Leonard achieved great success as a playwright, adapter, and columnist. He provided the BBC with several teleplays of classics such as Nickolas Nickleby and Great Expectations, but found greater fame writing for the stage. The Au Pair Man was his Broadway debut, for which he won a Tony nomination in 1973, though the show was a flop running only 37 performances (its stars were Charles Durning and Julie Harris, who received one of her ten Tony nominations for her role).
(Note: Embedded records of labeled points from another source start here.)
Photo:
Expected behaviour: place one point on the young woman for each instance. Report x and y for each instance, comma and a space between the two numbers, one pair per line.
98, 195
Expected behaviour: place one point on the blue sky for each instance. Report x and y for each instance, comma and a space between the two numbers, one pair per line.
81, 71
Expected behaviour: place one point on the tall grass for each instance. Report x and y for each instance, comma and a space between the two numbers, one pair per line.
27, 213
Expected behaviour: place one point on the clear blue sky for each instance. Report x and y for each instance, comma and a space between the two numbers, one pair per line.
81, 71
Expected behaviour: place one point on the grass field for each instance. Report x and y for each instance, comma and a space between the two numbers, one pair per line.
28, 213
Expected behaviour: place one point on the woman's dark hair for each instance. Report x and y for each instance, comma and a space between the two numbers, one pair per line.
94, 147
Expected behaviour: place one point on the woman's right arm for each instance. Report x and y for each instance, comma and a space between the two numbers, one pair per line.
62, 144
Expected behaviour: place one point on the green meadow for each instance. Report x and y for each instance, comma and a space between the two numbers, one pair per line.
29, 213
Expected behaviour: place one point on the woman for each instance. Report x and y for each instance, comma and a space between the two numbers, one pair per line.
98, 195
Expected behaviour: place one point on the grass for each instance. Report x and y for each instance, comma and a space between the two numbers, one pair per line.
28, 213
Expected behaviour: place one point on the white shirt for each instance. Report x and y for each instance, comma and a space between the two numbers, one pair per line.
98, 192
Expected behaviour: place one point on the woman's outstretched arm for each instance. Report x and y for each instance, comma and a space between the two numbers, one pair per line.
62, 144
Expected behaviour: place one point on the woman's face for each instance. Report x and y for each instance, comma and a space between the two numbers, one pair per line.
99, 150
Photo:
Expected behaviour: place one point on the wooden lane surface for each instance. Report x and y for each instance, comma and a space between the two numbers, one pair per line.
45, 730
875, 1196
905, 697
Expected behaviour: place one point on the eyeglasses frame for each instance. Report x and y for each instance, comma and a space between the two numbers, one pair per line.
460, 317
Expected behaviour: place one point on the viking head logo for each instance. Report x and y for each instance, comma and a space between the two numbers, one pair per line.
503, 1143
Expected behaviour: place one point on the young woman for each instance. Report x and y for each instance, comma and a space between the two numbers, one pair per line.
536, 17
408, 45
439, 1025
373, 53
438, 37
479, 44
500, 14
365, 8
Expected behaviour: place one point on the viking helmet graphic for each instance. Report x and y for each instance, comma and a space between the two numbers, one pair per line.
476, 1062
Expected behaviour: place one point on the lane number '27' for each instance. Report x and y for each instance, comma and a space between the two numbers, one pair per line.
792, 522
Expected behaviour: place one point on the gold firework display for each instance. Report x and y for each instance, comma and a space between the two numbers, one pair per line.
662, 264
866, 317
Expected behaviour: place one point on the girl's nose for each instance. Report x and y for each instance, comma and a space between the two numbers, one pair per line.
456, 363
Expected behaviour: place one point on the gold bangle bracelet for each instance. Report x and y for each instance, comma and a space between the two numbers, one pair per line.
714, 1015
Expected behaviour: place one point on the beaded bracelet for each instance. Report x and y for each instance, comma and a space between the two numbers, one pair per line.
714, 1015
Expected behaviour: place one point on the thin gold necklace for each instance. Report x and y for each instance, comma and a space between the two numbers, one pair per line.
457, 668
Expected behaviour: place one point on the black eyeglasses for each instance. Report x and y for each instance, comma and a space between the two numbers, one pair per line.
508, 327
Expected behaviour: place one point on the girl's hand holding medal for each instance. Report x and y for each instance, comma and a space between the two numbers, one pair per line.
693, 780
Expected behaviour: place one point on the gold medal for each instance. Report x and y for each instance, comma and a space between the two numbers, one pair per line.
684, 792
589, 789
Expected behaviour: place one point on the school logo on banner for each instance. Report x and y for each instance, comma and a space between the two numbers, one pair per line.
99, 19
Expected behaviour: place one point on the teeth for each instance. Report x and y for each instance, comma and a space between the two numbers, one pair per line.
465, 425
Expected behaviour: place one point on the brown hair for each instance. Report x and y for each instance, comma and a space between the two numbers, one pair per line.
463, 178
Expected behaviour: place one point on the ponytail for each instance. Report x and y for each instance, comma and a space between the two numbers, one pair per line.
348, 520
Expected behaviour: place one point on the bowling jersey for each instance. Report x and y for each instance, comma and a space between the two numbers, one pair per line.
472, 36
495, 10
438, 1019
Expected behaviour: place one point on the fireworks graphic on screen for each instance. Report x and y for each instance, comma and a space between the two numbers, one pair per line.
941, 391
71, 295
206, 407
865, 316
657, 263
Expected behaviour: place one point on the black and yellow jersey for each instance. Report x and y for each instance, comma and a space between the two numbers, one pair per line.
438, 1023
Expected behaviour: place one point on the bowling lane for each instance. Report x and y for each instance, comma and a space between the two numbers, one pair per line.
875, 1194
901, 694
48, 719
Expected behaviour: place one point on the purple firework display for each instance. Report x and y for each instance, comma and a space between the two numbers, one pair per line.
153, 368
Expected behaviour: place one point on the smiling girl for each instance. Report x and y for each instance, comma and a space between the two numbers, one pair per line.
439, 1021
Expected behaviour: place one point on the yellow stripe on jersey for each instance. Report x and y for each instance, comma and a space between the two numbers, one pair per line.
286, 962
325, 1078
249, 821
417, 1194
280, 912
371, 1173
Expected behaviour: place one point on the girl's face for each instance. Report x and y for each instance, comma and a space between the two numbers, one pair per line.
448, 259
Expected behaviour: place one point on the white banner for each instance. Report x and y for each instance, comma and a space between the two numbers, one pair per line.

He had greater success with his 1978 memory play, Da, which won the Tony as best play, and was turned into a film starring Martin Sheen and the show's undisputed star, Bernard Hughes. (I wrote about seeing the production here). He achieved yet another Tony nod for his 1980 play, A Life.
Leonard wrote a weekly newspaper column for which he became known as the Curmudgeon. He wrote of his experience working as an extra on Olivier's Henry V; the Agincort scenes were shot in Ireland. "I can find myself drowning in a French swamp. We were paid four pounds a day, but if you had a horse, it paid eight." With withering wit but a thin skin, his quips were legion. When a particularly nasty critic was hospitalized, he commented "It was probably something he wrote." Along with contemporaries Brian Friel and Thomas Murphy, he helped create the Irish Dramatic Movement of the 1960s and 70s, though he had little use for his colleagues. "An Irish Literary Movement," he once wrote, "is when two Irish playwrights are on speaking terms." His plays seemed more accessible than those of his contemporaries, and were regarded as shallow by the Irish arts world. Ireland, he once said, was "a country full of genius, but with absolutely no talent."
Leonard died last week at the age of 82.